Queen Sono will join a series of Netflix TV series that have received massive marketing in South Africa, including Umbrella Academy earlier this year and the highly anticipated Witcher, which airs this Friday.

It is based on a best-selling series of fantasy novels by Polish author Andrzej Sapkowski, and is described as “an epic tale of fate and family”. It follows the intertwined destinies of three individuals in the vast world of The Continent, where humans, elves, witchers, gnomes, and monsters battle to survive. Unlike typical stories in this genre, the lines blur between good and evil, adding to the intrigue of the series.

The Witcher. Picture: Netflix

The key characters are played by Henry Cavill (Mission Impossible – Fallout, Man of Steel) as Geralt of Rivia, Anya Chalotra (The ABC Murders, Wanderlust) as Yennefer, and Freya Allan (The Third Day, Into the Badlands) as Ciri.

Although the saga is no mystery – there have been seven books, with three major video game releases – Netflix is keeping details of the series under tight wraps.

Arguably, the success of the video games have been the main motivation for the Netflix series. The original 2007 action role-playing game, The Witcher, was released by Polish game developers CD Projekt Red, featuring Geralt of Rivia, one of the Witchers: travelling monster hunter with supernatural powers.

The game gained a cult following due to building the storyline around a system of moral choices. Consequences played themselves out over time, and it avoided traditional good-or-evil morality.

The game was originally made for Microsoft Windows and Apple OS X. The sequel, The Witcher 2: Assassins of Kings, was released in 2011, adding consoles for the first time, with an Xbox 360 version. In 2015, The Witcher 3: Wild Hunt added PlayStation4 and Xbox One. This year, the game was ported to Nintendo Switch.

It is appropriate, then, that the story makes another technological leap, from book to computer to console and finally to streaming TV. More than that, Netflix has announced a second season of eight episodes, due to begin production in London early next year for a 2021 release.

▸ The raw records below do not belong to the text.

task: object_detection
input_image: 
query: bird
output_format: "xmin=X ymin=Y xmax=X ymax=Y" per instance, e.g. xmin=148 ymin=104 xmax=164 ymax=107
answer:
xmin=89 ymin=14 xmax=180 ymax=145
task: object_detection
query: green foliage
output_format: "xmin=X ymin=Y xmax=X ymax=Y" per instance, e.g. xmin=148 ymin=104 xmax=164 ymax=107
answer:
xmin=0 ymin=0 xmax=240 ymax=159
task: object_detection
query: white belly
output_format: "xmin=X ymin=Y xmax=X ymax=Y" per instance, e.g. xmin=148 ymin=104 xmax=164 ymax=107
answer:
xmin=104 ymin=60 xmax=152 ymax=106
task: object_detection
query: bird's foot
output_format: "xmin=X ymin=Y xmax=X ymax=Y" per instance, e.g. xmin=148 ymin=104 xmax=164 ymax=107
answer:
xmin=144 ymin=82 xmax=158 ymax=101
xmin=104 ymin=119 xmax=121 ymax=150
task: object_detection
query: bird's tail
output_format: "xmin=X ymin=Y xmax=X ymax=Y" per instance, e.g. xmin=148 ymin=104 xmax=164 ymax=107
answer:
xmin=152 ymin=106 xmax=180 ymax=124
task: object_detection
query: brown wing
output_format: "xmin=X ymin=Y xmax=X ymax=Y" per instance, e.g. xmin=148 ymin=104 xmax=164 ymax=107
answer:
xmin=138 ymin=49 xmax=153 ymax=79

Henry Cavill in ‘The Witcher’. Picture: Netflix

That the second season has been announced before the airing of the initial eight episodes speaks volumes about Netflix’s vigorous approach to the streaming wars.

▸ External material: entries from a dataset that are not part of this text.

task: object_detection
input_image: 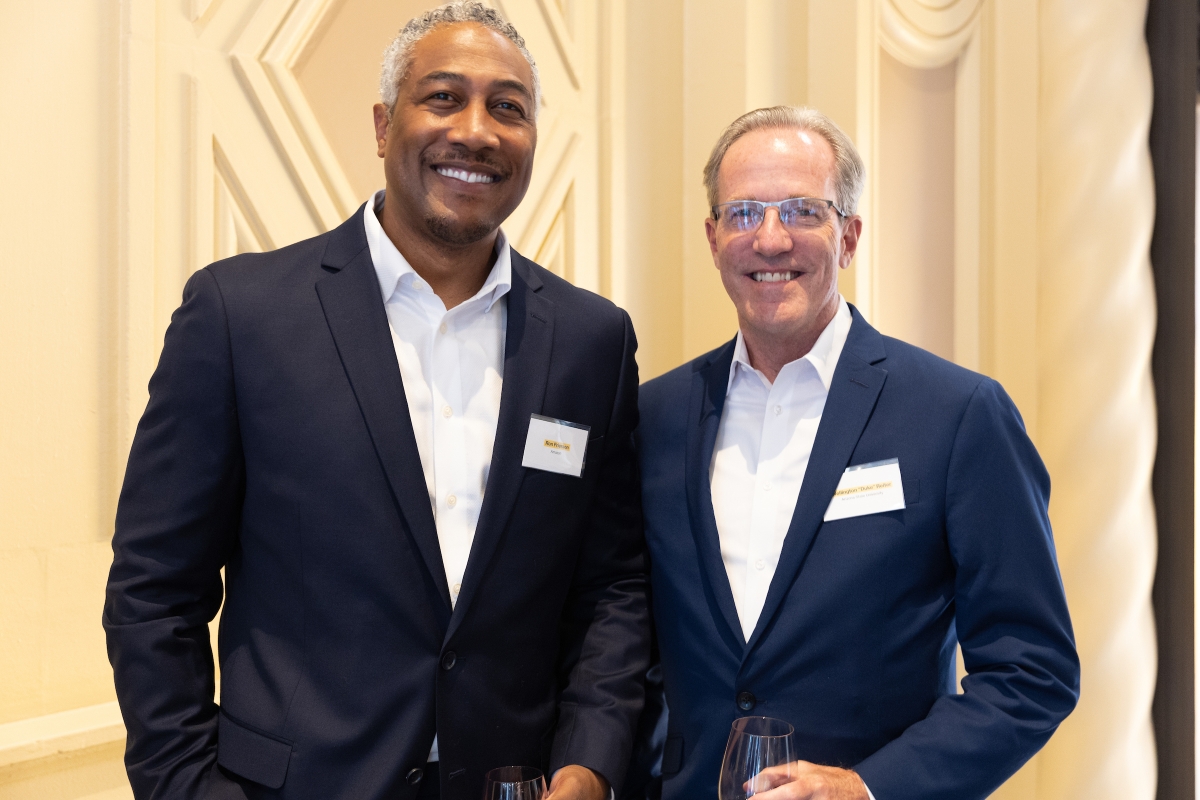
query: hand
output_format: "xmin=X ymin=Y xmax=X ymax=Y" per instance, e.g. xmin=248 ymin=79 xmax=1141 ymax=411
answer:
xmin=545 ymin=764 xmax=608 ymax=800
xmin=754 ymin=762 xmax=870 ymax=800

In South Africa, viewers are spoiled by a vast and growing catalogue from Internet streaming video-on-demand service Showmax, which has wrapped up the rights to archive after archive of local content.

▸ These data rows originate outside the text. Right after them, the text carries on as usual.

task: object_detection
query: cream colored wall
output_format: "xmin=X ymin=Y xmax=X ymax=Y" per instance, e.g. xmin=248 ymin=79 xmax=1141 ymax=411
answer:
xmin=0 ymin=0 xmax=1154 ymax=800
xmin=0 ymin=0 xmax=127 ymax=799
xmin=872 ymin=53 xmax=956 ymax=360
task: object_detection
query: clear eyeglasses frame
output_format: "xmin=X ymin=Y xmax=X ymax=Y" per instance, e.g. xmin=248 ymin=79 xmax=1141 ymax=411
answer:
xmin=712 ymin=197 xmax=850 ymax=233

It is also becoming the go-to destination for new series from US network HBO, including Game of Thrones and Silicon Valley. In the United States, much of the international series content seen here on Showmax is  streamed on the HBO Go video-on-demand service.

It is joined by ever-growing rosters of movies and series streamed by Disney+, Amazon Prime Video and Apple TV+ – the latter also available in South Africa.

For viewers, streaming represents the golden age of TV series, and South Africa is not about to be left behind.